Ecco l’Iran che sbraita di chiudere lo Stretto di Hormuz, come il tipo al bar che minaccia di buttarsi dalla finestra ogni volta che gli aumentano il prezzo del caffè. Quanti anni sono che si sente questa solfa? Ogni due per tre, i soliti urlatori di regime sventolano la chiave dello Stretto come se fosse il bottone dell’apocalisse. E giù giornalisti, analisti e politici a farsi venire il mal di pancia, sempre lì col fiato corto, pronti a gridare “al lupo!”
Facciamola semplice, perché qui di sempliciotto c’è solo chi ancora ci crede davvero. Lo Stretto di Hormuz non è una porticina di servizio della casa di zia, è la gola stretta da cui passa il 20% del petrolio mondiale. Iran compreso. “Chiuderlo per dispetto agli altri sarebbe come segare il ramo su cui sono seduti”. Solo che stavolta il ramo è ricoperto d’oro, e sotto non c’è il prato morbido, ma il baratro dell’economia iraniana.

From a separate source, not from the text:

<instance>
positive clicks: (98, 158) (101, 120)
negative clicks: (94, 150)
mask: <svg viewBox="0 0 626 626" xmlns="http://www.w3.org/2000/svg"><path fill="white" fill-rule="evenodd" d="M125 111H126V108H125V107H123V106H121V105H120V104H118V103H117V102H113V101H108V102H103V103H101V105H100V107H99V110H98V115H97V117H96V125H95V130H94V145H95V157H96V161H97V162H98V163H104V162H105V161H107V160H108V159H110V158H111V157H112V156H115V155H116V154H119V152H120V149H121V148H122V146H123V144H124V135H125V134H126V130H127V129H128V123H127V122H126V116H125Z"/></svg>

Gli americani, con la solita delicatezza di un elefante in cristalleria, hanno deciso che bombardare un po’ di siti nucleari iraniani fosse un modo intelligente per ‘riportare l’Iran al tavolo’. “Tipico: quando qualcuno non vuole parlare, lo prendi a schiaffi. Vedrai che poi collabora”. Risultato? L’Iran, prevedibilmente, si gonfia il petto e minaccia l’atto estremo. Solo che di estremo, qui, c’è solo il livello di autolesionismo.
Non è una questione di coraggio, è una questione di sopravvivenza. Quel petrolio che esce da Hormuz non è solo l’unico vero assegno in bianco degli ayatollah, è anche quello che finanzia i loro giochi di potere, le guardie rivoluzionarie, i suv dei generali e magari pure le vacanze segrete dei figli. “Chiudere lo stretto? Sì, come tagliarsi le palle per far dispetto alla moglie. E poi lamentarsi che la famiglia non si allarga”.
I ‘mercati’ intanto fanno la loro solita danza del panico. “Il petrolio potrebbe schizzare a 120 dollari al barile!” Che novità, sì, come quando piove e le borse europee vanno in rosso perché a qualcuno è scappato uno starnuto in Medio Oriente. Ma anche qui: il panico fa sempre bene a qualcuno, specialmente a chi in borsa ci sguazza. “C’è chi finanzia guerre, c’è chi finanzia la paura della guerra. Indovinate chi si arricchisce sempre, col sangue degli altri”.
Poi ci sono le “opzioni”. Gli Stati Uniti che già si stiracchiano i muscoli, pronti a far vedere che il Mediterraneo non è solo un posto dove parcheggiare yacht. Gli iraniani che si fanno i conti in tasca e scoprono che senza i soldi del petrolio si mangiano le unghie e basta. “E tutti che fanno finta di essere razionali, mentre si rimpallano minacce come bambini rincoglioniti durante la ricreazione”.
E intanto, dietro le urla, il mondo si inchioda aspettando che anche questa volta la montagna partorisca il solito topolino. Da decenni, minacce, bluff, sceneggiate: lo Stretto di Hormuz è la soap opera più noiosa e più costosa del pianeta. Ma l’importante è che ci crediate ancora, così la ruota gira, il petrolio sale, le banche brindano, e voi pagate la benzina sempre più cara. Complimenti per il ruolo da comparse.